Statistical Learning (2023)
Course Description and Outline
The course presents theory and applications for some important statistical learning (supervised and unsupervised) techniques such as linear and logistic regression, classification and regression trees, random forests and lasso regularization. The course is structured as follows:
- Linear Models
- Classification
- Resampling Methods
- Model Selection and Regularization
- Tree-Based Methods
- Unsupervised Learning
R statistical programming will be used throughout the course. The course is largely based on the textbook “An Introduction to Statistical Learning” by James, G., Witten, D., Hastie, T., and Tibshirani, R. A solid understanding of statistics and econometrics is a prerequisite for this course.

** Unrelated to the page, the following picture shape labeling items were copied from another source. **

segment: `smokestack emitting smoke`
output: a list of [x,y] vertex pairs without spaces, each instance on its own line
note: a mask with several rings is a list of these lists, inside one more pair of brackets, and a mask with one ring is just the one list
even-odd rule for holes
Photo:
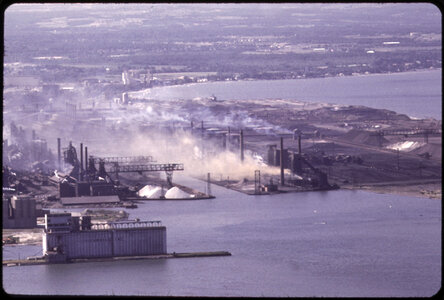
[[85,170],[88,170],[88,147],[85,146]]
[[299,155],[302,154],[302,150],[301,150],[301,135],[298,135],[298,150],[299,150]]
[[281,185],[284,185],[284,138],[281,137]]
[[61,153],[61,141],[57,138],[57,162],[59,170],[62,168],[62,153]]
[[241,129],[240,134],[240,150],[241,150],[241,161],[244,161],[244,131]]
[[80,180],[83,180],[83,143],[80,143]]

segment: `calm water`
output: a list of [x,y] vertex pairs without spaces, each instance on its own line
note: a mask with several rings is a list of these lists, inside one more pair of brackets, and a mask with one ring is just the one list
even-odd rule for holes
[[[205,183],[175,175],[204,190]],[[441,287],[441,202],[361,191],[147,201],[130,218],[162,220],[169,252],[229,257],[3,268],[13,294],[431,296]],[[6,249],[6,250],[5,250]],[[39,246],[3,247],[7,258]]]
[[442,119],[442,70],[293,80],[255,80],[157,87],[133,95],[154,99],[295,99],[384,108]]

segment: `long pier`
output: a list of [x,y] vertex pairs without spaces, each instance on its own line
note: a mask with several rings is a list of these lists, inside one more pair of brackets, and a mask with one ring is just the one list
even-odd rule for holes
[[142,259],[165,259],[165,258],[189,258],[189,257],[210,257],[210,256],[231,256],[228,251],[212,251],[212,252],[183,252],[183,253],[168,253],[159,255],[144,255],[144,256],[119,256],[119,257],[102,257],[102,258],[76,258],[66,262],[49,262],[44,258],[37,259],[11,259],[3,260],[3,266],[35,266],[35,265],[51,265],[60,263],[82,263],[82,262],[102,262],[102,261],[122,261],[122,260],[142,260]]

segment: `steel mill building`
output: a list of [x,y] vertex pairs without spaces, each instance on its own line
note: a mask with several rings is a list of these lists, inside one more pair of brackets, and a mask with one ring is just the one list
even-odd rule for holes
[[92,224],[87,216],[45,215],[43,255],[50,262],[167,254],[166,227],[160,221]]

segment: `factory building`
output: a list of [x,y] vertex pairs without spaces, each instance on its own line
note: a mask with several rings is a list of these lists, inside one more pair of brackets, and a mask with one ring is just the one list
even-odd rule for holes
[[35,199],[29,196],[3,197],[3,228],[34,228],[37,226]]
[[45,215],[42,244],[50,262],[167,253],[166,227],[160,221],[91,224],[89,217],[70,213]]

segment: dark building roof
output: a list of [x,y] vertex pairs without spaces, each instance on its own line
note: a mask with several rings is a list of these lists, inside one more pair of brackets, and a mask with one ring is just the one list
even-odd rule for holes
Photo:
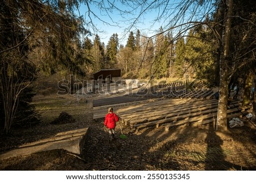
[[106,78],[121,77],[121,69],[103,69],[93,74],[93,78],[105,79]]

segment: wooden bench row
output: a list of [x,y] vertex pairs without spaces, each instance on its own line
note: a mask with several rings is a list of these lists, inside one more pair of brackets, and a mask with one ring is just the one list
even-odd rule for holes
[[[234,104],[233,105],[239,107],[241,105],[240,103]],[[155,118],[151,118],[151,120],[147,121],[147,122],[141,122],[134,121],[132,123],[136,123],[135,125],[130,125],[137,128],[137,130],[149,127],[154,126],[158,127],[160,125],[167,125],[166,128],[169,127],[172,125],[180,125],[188,122],[195,122],[200,120],[204,120],[209,117],[214,116],[217,113],[217,104],[212,105],[212,107],[203,107],[198,109],[192,109],[187,112],[180,112],[177,113],[170,113],[166,115],[165,118],[161,118],[160,119],[156,119]],[[232,113],[238,111],[237,108],[230,108],[228,111],[228,113]],[[171,124],[170,124],[171,122]]]

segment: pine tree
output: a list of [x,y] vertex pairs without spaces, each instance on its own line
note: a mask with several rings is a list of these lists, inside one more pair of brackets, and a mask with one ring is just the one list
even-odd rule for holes
[[135,49],[135,39],[133,35],[133,32],[132,31],[130,32],[129,36],[127,41],[126,45],[125,46],[130,48],[133,50]]
[[96,34],[93,40],[91,54],[93,71],[97,72],[104,66],[104,49],[98,34]]
[[106,46],[106,67],[115,67],[117,64],[117,55],[118,51],[119,40],[117,33],[114,33],[110,37]]
[[175,73],[177,76],[183,77],[185,71],[184,65],[185,40],[180,37],[175,44],[175,60],[174,62]]

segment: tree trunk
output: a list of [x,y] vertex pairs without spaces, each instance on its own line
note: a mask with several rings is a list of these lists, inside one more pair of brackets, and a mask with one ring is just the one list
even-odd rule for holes
[[220,59],[220,88],[217,116],[216,130],[226,130],[227,105],[228,99],[229,65],[231,62],[229,56],[229,49],[231,34],[231,16],[233,11],[233,0],[226,1],[226,10],[224,15],[224,30],[222,32],[222,46]]
[[247,105],[250,103],[251,87],[253,82],[253,74],[250,71],[247,75],[245,84],[245,92],[243,97],[243,105]]

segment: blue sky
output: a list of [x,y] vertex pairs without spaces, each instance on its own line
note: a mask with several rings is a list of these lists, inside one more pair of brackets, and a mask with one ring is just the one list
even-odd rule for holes
[[[120,8],[123,8],[121,4],[119,4]],[[127,33],[129,31],[127,28],[130,22],[129,22],[128,19],[134,18],[136,15],[126,16],[126,18],[122,17],[122,15],[119,14],[119,12],[115,11],[113,12],[109,12],[112,19],[111,19],[107,15],[106,12],[100,12],[98,8],[92,6],[90,6],[91,11],[98,16],[98,18],[95,17],[92,14],[90,18],[92,19],[95,26],[99,31],[94,31],[92,27],[89,27],[89,29],[93,33],[98,33],[101,38],[101,40],[104,42],[105,45],[108,43],[110,36],[113,34],[117,33],[118,35],[119,39],[119,43],[124,45],[126,44]],[[89,20],[88,7],[85,5],[81,5],[80,7],[80,15],[82,15],[85,18],[85,20]],[[150,13],[146,14],[143,17],[141,17],[139,23],[134,25],[130,31],[133,31],[134,33],[136,33],[137,29],[139,29],[141,33],[147,36],[150,36],[154,33],[155,33],[156,31],[159,29],[161,26],[160,22],[156,22],[154,24],[154,19],[156,16],[156,12],[151,11]],[[100,20],[100,18],[101,20]],[[103,21],[102,21],[103,20]],[[106,23],[104,22],[108,22]],[[110,24],[111,25],[110,25]],[[152,26],[152,27],[151,27]],[[130,30],[130,29],[129,29]],[[89,37],[92,40],[93,37]]]
[[[189,6],[187,9],[187,11],[186,11],[184,16],[184,19],[186,19],[186,20],[188,20],[188,21],[197,20],[201,20],[202,14],[204,14],[205,16],[205,12],[208,11],[207,8],[204,7],[204,6],[199,6],[196,3],[190,3],[190,2],[191,2],[190,1],[171,0],[170,1],[166,1],[168,3],[168,7],[169,9],[168,11],[165,10],[165,12],[166,12],[165,17],[168,17],[168,18],[159,20],[159,21],[156,22],[154,21],[154,19],[157,17],[158,15],[163,12],[162,9],[165,7],[164,5],[161,4],[161,6],[160,6],[159,9],[147,9],[146,11],[146,13],[143,13],[143,16],[140,17],[137,23],[130,27],[133,20],[134,18],[138,17],[138,14],[143,8],[138,8],[136,11],[133,11],[133,14],[125,12],[120,13],[119,11],[117,11],[116,10],[112,11],[113,9],[111,9],[111,5],[110,5],[109,2],[114,2],[116,8],[126,12],[132,10],[132,8],[128,6],[123,6],[118,0],[96,0],[94,2],[103,2],[104,4],[101,4],[101,5],[105,6],[105,9],[102,9],[101,10],[99,7],[97,6],[95,4],[89,4],[89,8],[92,11],[90,16],[94,25],[97,27],[97,30],[93,30],[92,24],[89,24],[89,26],[86,28],[91,31],[93,33],[97,33],[100,36],[101,41],[104,42],[105,45],[108,44],[110,36],[113,33],[117,33],[118,35],[119,43],[125,45],[129,32],[130,31],[132,31],[134,33],[136,33],[137,29],[138,29],[142,35],[147,36],[151,36],[155,35],[161,26],[164,27],[164,23],[168,23],[169,22],[175,23],[175,22],[176,20],[177,24],[182,23],[182,17],[179,16],[178,13],[178,11],[180,10],[180,6]],[[127,2],[130,2],[130,1],[128,1]],[[154,3],[154,5],[152,7],[156,7],[156,6],[162,3],[163,2],[163,1],[160,0],[147,1],[148,4],[150,4],[151,3]],[[207,6],[208,7],[212,6],[210,5],[211,2],[212,1],[208,1],[208,4]],[[177,6],[179,7],[177,9],[176,8]],[[143,8],[144,8],[144,7],[143,7]],[[109,9],[109,10],[108,11],[105,11],[105,10],[106,9]],[[81,5],[79,10],[80,15],[82,15],[85,18],[85,21],[88,22],[90,20],[88,16],[88,7],[85,6],[85,5]],[[191,15],[191,12],[194,13],[192,16]],[[92,14],[94,14],[95,15],[98,17],[96,17],[96,16]],[[175,15],[177,15],[177,16],[175,16]],[[109,16],[110,16],[110,18]],[[168,26],[167,27],[169,28],[170,25],[168,25]],[[180,28],[182,28],[179,27],[179,29],[175,30],[175,31],[177,32],[180,30]],[[174,33],[175,33],[175,32],[174,32]],[[89,38],[91,40],[93,40],[93,36],[89,37]]]

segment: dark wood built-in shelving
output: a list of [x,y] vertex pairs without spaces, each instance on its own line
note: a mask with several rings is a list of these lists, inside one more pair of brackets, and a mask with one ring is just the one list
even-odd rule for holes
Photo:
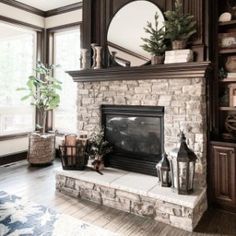
[[144,79],[183,79],[205,77],[210,62],[174,63],[141,67],[110,67],[68,71],[75,82],[144,80]]
[[232,82],[236,82],[236,78],[230,78],[230,79],[222,79],[219,80],[221,83],[232,83]]
[[236,53],[236,48],[225,48],[219,51],[220,54]]
[[236,107],[220,107],[220,111],[236,111]]
[[227,22],[220,22],[219,23],[219,27],[223,27],[223,26],[236,26],[236,20],[231,20],[231,21],[227,21]]

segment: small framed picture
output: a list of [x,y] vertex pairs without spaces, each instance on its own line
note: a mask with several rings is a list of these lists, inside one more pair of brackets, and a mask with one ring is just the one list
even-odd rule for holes
[[221,33],[218,36],[220,48],[236,48],[236,32]]

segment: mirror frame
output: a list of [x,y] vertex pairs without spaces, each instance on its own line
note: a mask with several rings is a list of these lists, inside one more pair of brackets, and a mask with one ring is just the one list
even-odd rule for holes
[[[83,0],[83,20],[81,33],[83,34],[81,47],[91,49],[91,43],[98,43],[103,47],[103,68],[109,68],[109,54],[107,52],[107,29],[115,13],[133,0]],[[174,1],[170,0],[148,0],[157,5],[162,12],[172,10]],[[198,21],[198,35],[192,43],[192,49],[197,54],[196,61],[204,61],[209,58],[209,41],[205,37],[205,30],[208,29],[208,21],[202,7],[208,3],[204,0],[183,1],[184,12],[194,14]],[[91,50],[88,50],[86,68],[91,69]],[[121,66],[120,66],[121,67]],[[122,67],[121,67],[122,68]]]
[[[140,64],[140,65],[138,65],[138,66],[130,66],[130,65],[128,65],[128,63],[129,63],[129,61],[126,61],[125,59],[124,59],[124,64],[127,64],[126,66],[122,66],[122,65],[120,65],[115,59],[114,59],[114,57],[112,56],[112,54],[111,54],[111,52],[110,52],[110,50],[109,50],[109,43],[108,43],[108,32],[109,32],[109,29],[110,29],[110,26],[111,26],[111,24],[112,24],[112,21],[115,19],[115,17],[116,17],[116,15],[118,14],[118,12],[119,11],[121,11],[125,6],[127,6],[127,5],[129,5],[129,4],[131,4],[131,3],[134,3],[134,2],[139,2],[139,1],[141,1],[141,0],[131,0],[131,1],[128,1],[128,2],[126,2],[126,3],[124,3],[124,4],[122,4],[114,13],[113,13],[113,15],[111,16],[111,19],[110,19],[110,22],[109,22],[109,24],[108,24],[108,26],[107,26],[107,28],[106,28],[106,54],[107,54],[107,60],[108,60],[108,66],[109,67],[113,67],[113,66],[121,66],[121,67],[140,67],[140,66],[145,66],[145,65],[150,65],[151,64],[151,59],[150,60],[148,60],[148,61],[146,61],[145,63],[143,63],[143,64]],[[146,1],[146,2],[148,2],[148,3],[151,3],[151,4],[153,4],[154,6],[156,6],[158,9],[159,9],[159,11],[162,13],[162,15],[163,15],[163,18],[164,18],[164,20],[165,20],[165,17],[164,17],[164,12],[162,11],[162,9],[160,8],[160,6],[156,3],[156,2],[154,2],[154,1],[152,1],[152,0],[142,0],[142,1]],[[154,15],[153,15],[153,18],[154,18]],[[145,26],[144,26],[145,27]],[[118,47],[120,46],[120,45],[117,45]],[[122,47],[122,46],[121,46]],[[129,51],[129,49],[126,49],[126,51],[128,52]],[[132,52],[132,51],[131,51]],[[136,54],[136,52],[132,52],[132,54],[133,55],[135,55]],[[131,55],[132,55],[131,54]],[[138,54],[138,57],[142,57],[142,55],[139,55]],[[144,56],[143,56],[144,57]]]

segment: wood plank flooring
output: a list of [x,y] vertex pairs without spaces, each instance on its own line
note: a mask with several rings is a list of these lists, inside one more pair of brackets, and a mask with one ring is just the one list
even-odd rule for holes
[[[0,167],[0,190],[30,199],[88,223],[128,236],[223,236],[236,235],[236,215],[208,210],[195,232],[189,233],[148,218],[131,215],[55,191],[55,168],[32,167],[26,161]],[[69,235],[65,235],[69,236]]]

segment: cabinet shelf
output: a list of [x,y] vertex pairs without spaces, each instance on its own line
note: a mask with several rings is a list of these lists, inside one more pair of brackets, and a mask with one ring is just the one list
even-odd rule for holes
[[236,53],[236,48],[224,48],[219,50],[220,54],[231,54]]
[[236,111],[236,107],[219,107],[220,111]]

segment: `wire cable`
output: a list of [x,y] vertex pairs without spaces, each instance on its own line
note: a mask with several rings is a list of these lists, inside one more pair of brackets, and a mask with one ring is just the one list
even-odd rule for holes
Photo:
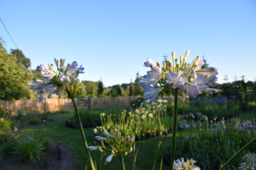
[[10,34],[9,33],[9,31],[8,31],[7,28],[5,27],[5,26],[4,26],[3,22],[3,20],[1,20],[1,18],[0,18],[0,20],[1,20],[1,22],[2,22],[2,24],[3,24],[3,27],[5,28],[7,33],[9,34],[9,37],[12,39],[13,42],[15,43],[15,45],[16,46],[17,48],[19,48],[17,47],[16,43],[15,42],[14,39],[12,38],[12,37],[10,36]]

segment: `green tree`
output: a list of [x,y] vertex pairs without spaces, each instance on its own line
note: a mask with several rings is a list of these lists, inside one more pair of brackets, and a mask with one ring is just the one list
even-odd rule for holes
[[209,64],[207,63],[207,60],[206,60],[206,57],[203,56],[203,61],[205,62],[205,64],[201,66],[201,69],[206,69],[209,67]]
[[135,95],[143,95],[143,87],[139,87],[138,83],[140,82],[140,78],[139,78],[139,72],[136,73],[136,79],[134,82],[134,88],[135,88],[135,92],[134,94]]
[[129,89],[129,95],[130,96],[133,96],[133,94],[135,94],[135,88],[134,88],[134,85],[132,82],[130,83],[130,89]]
[[8,54],[0,42],[0,99],[3,100],[29,98],[28,83],[32,75],[19,63],[15,54]]
[[11,49],[10,53],[15,54],[15,58],[17,59],[18,64],[23,65],[26,70],[30,67],[30,60],[25,57],[21,50],[20,50],[19,48]]
[[103,95],[103,82],[102,82],[102,79],[98,82],[98,97],[102,97]]

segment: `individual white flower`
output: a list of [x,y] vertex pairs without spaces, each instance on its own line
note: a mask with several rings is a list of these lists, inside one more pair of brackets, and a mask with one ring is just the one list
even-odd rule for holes
[[88,146],[86,149],[90,151],[94,151],[94,150],[98,150],[98,147],[97,146]]
[[67,81],[67,83],[71,83],[69,76],[65,75],[59,76],[59,77],[57,77],[57,81],[59,82],[65,82]]
[[50,65],[49,67],[46,67],[43,65],[40,65],[39,66],[38,66],[38,70],[45,72],[45,74],[43,74],[43,76],[46,76],[48,80],[52,79],[52,77],[56,75],[56,73],[55,73],[55,71],[51,69]]
[[187,98],[189,98],[189,96],[191,96],[192,98],[196,98],[197,95],[201,94],[201,92],[200,91],[200,88],[198,88],[198,86],[196,84],[196,82],[194,82],[191,86],[187,85],[187,88],[188,88],[187,93],[186,93]]
[[149,59],[149,57],[147,57],[147,60],[148,61],[144,62],[143,66],[145,66],[145,67],[154,67],[154,66],[156,65],[155,63],[153,60],[151,60],[151,59]]
[[104,137],[102,137],[102,136],[96,136],[96,137],[95,137],[95,139],[96,139],[96,141],[102,142],[102,141],[103,141],[103,140],[107,140],[107,138],[104,138]]
[[29,89],[32,90],[38,90],[41,86],[45,86],[44,82],[32,82],[29,84]]
[[218,71],[217,69],[215,67],[208,67],[206,69],[201,69],[201,70],[198,70],[195,71],[195,73],[199,76],[199,75],[204,75],[204,76],[217,76],[218,75]]
[[40,93],[38,92],[36,96],[39,99],[39,102],[42,102],[42,101],[47,99],[47,94],[40,94]]
[[94,133],[97,133],[97,128],[95,128],[95,129],[92,129],[93,130],[93,132],[94,132]]
[[160,78],[160,75],[157,75],[154,72],[147,71],[147,75],[140,76],[141,82],[139,82],[139,87],[143,86],[150,86],[153,85],[155,87],[158,83],[158,81]]
[[113,138],[113,136],[105,129],[105,128],[102,128],[102,131],[103,131],[103,133],[104,133],[104,131],[105,131],[105,133],[106,133],[106,134],[108,136],[108,137],[110,137],[110,138]]
[[144,91],[146,92],[146,94],[144,94],[143,97],[144,98],[150,98],[151,97],[151,100],[153,100],[158,96],[158,94],[162,89],[164,89],[164,88],[152,88],[150,86],[145,87]]
[[200,90],[204,90],[208,88],[208,86],[206,85],[206,83],[208,82],[209,78],[208,77],[204,77],[204,75],[200,75],[197,76],[197,75],[195,75],[195,82],[188,82],[188,84],[192,85],[196,82],[196,85]]
[[181,76],[181,71],[179,71],[177,73],[172,71],[170,74],[168,72],[165,72],[167,83],[172,84],[173,88],[180,88],[180,85],[183,84],[183,80]]
[[188,125],[188,124],[186,124],[186,125],[185,125],[185,128],[190,128],[190,126]]
[[107,157],[106,162],[110,162],[111,160],[112,160],[112,158],[113,158],[113,154],[111,154],[110,156],[108,156]]
[[151,67],[151,71],[154,73],[154,74],[156,74],[156,75],[158,75],[158,76],[161,76],[161,73],[162,73],[162,68],[161,68],[161,66],[160,67],[158,67],[157,65],[155,65],[155,66],[154,66],[154,67]]
[[203,89],[202,91],[206,92],[206,93],[209,93],[209,94],[216,94],[216,93],[218,93],[217,89],[215,89],[215,88],[207,88],[206,89]]
[[[84,73],[84,68],[82,67],[82,65],[80,65],[80,67],[77,67],[79,65],[77,61],[73,61],[69,67],[65,66],[64,68],[64,72],[66,72],[66,76],[71,76],[73,79],[76,80],[77,77],[74,76],[74,73],[78,72],[79,74],[80,73]],[[67,71],[66,71],[67,70]]]

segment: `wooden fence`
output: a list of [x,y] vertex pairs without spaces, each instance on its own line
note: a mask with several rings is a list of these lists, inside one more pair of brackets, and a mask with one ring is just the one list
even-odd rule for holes
[[[104,97],[104,98],[79,98],[76,99],[78,107],[84,109],[95,109],[101,107],[110,107],[113,105],[125,105],[128,106],[131,101],[140,96],[120,96],[120,97]],[[73,111],[73,105],[70,99],[49,99],[39,103],[38,100],[0,100],[0,108],[8,110],[17,115],[18,110],[24,112],[44,113],[61,112],[61,110]]]

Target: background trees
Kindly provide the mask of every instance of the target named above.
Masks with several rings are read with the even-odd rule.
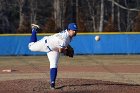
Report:
[[[80,32],[140,31],[139,0],[0,0],[0,33],[59,32],[77,22]]]

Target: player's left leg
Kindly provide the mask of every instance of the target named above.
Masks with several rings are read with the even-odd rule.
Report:
[[[57,66],[60,57],[60,53],[57,51],[51,51],[47,53],[48,59],[50,61],[50,87],[55,88],[55,81],[57,77]]]

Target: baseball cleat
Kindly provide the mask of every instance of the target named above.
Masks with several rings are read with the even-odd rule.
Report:
[[[55,89],[55,83],[51,83],[51,84],[50,84],[50,89],[51,89],[51,90],[54,90],[54,89]]]
[[[31,27],[32,28],[37,28],[37,29],[40,28],[39,25],[36,25],[36,24],[31,24]]]

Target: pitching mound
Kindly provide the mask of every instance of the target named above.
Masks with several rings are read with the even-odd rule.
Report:
[[[0,93],[140,93],[140,85],[92,79],[57,79],[50,90],[48,79],[9,80],[0,82]]]

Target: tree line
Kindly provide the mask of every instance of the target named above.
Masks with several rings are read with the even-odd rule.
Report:
[[[78,24],[79,32],[139,32],[139,0],[0,0],[0,34],[55,33]]]

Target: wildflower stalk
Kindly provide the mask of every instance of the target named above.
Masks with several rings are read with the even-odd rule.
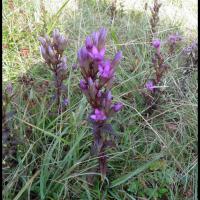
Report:
[[[159,22],[159,9],[161,7],[162,4],[158,3],[158,0],[154,0],[154,5],[153,8],[150,8],[151,10],[151,19],[150,19],[150,24],[151,24],[151,39],[154,37],[155,33],[156,33],[156,27],[158,25]]]
[[[104,28],[94,32],[85,40],[85,45],[78,51],[78,64],[83,79],[80,88],[92,107],[89,121],[92,123],[94,141],[91,154],[99,160],[102,178],[106,176],[106,148],[114,147],[115,133],[109,119],[122,109],[121,103],[112,103],[111,88],[116,66],[122,54],[118,52],[113,60],[105,59],[105,41],[107,32]]]

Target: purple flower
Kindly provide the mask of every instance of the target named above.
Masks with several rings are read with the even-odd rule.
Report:
[[[170,35],[168,38],[169,42],[175,44],[177,41],[182,40],[182,37],[178,33]]]
[[[99,74],[103,78],[111,78],[114,73],[114,69],[109,60],[106,60],[104,63],[98,65]]]
[[[68,104],[69,104],[69,100],[68,100],[68,99],[64,99],[64,100],[63,100],[63,105],[64,105],[64,106],[67,106]]]
[[[112,106],[112,109],[115,111],[115,112],[118,112],[122,109],[123,107],[123,104],[122,103],[115,103],[113,106]]]
[[[86,82],[84,80],[80,80],[80,88],[82,90],[87,90],[88,89],[88,86],[86,84]]]
[[[115,57],[112,61],[112,65],[117,65],[120,62],[121,59],[122,59],[122,52],[119,51],[115,54]]]
[[[156,48],[156,49],[160,48],[160,40],[159,40],[159,39],[154,39],[154,40],[152,41],[152,45],[153,45],[153,47]]]
[[[102,110],[95,109],[94,114],[90,115],[90,118],[93,119],[94,121],[104,121],[107,119],[105,113]]]
[[[145,87],[147,88],[147,90],[149,90],[151,92],[154,92],[154,90],[155,90],[155,85],[154,85],[153,81],[148,81],[145,84]]]
[[[92,42],[92,39],[91,39],[91,37],[87,37],[86,38],[86,40],[85,40],[85,47],[86,47],[86,49],[88,49],[88,50],[90,50],[90,49],[92,49],[92,47],[93,47],[93,42]]]
[[[8,83],[8,85],[6,86],[6,92],[10,96],[13,94],[13,86],[11,83]]]
[[[89,56],[95,61],[102,61],[105,55],[105,48],[102,48],[100,51],[97,47],[93,46],[90,51],[88,51]]]

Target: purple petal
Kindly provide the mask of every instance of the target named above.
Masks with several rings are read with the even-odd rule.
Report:
[[[154,39],[154,40],[152,41],[152,45],[153,45],[153,47],[156,48],[156,49],[160,48],[160,40],[159,40],[159,39]]]
[[[93,42],[92,42],[92,39],[91,37],[87,37],[86,40],[85,40],[85,46],[88,50],[92,49],[93,47]]]
[[[118,112],[118,111],[120,111],[120,110],[122,109],[122,107],[123,107],[123,104],[122,104],[122,103],[115,103],[114,106],[113,106],[112,108],[113,108],[113,110],[114,110],[115,112]]]

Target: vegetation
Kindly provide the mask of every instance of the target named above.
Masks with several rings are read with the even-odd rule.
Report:
[[[191,38],[180,21],[159,18],[155,34],[169,69],[149,113],[143,94],[155,78],[150,3],[146,10],[126,12],[118,4],[113,11],[110,1],[76,1],[74,9],[63,1],[52,14],[42,2],[37,7],[33,1],[3,1],[3,91],[14,94],[3,107],[3,199],[198,199],[196,30]],[[106,58],[123,54],[112,88],[123,109],[111,119],[118,137],[116,147],[106,151],[104,181],[93,170],[98,159],[90,155],[91,108],[79,88],[80,68],[74,67],[85,38],[101,27],[108,33]],[[68,38],[62,82],[68,104],[51,115],[55,83],[38,38],[55,28]],[[182,40],[169,54],[164,44],[176,32]]]

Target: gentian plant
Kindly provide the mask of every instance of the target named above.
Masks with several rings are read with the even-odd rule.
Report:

Course Materials and Time Schedule
The course material is provided via ILIAS. You have to register for the course via Zeus and will be automatically added to the ILIAS folder.
Thursday | 17:00 - 18:30 | F 420 |
Friday | 10:00 - 11:30 | D 432 |
The lecture takes place on Thursdays. On Fridays, we work on empirical applications in R. You should bring your laptop!
Introductory Literature
An Introduction to Statistical Learning with Applications in R, G. James, D. Witten, T. Hastie and R. Tibshirani, 2nd ed, Springer, 2021
The Elements of Statistical Learning, T. Hastie, R. Tibshirani and J. Friedman, 2nd ed, Springer, 2009
Grading
The grading is based on a presentation of programming exercises (20%) and a final exam (80%).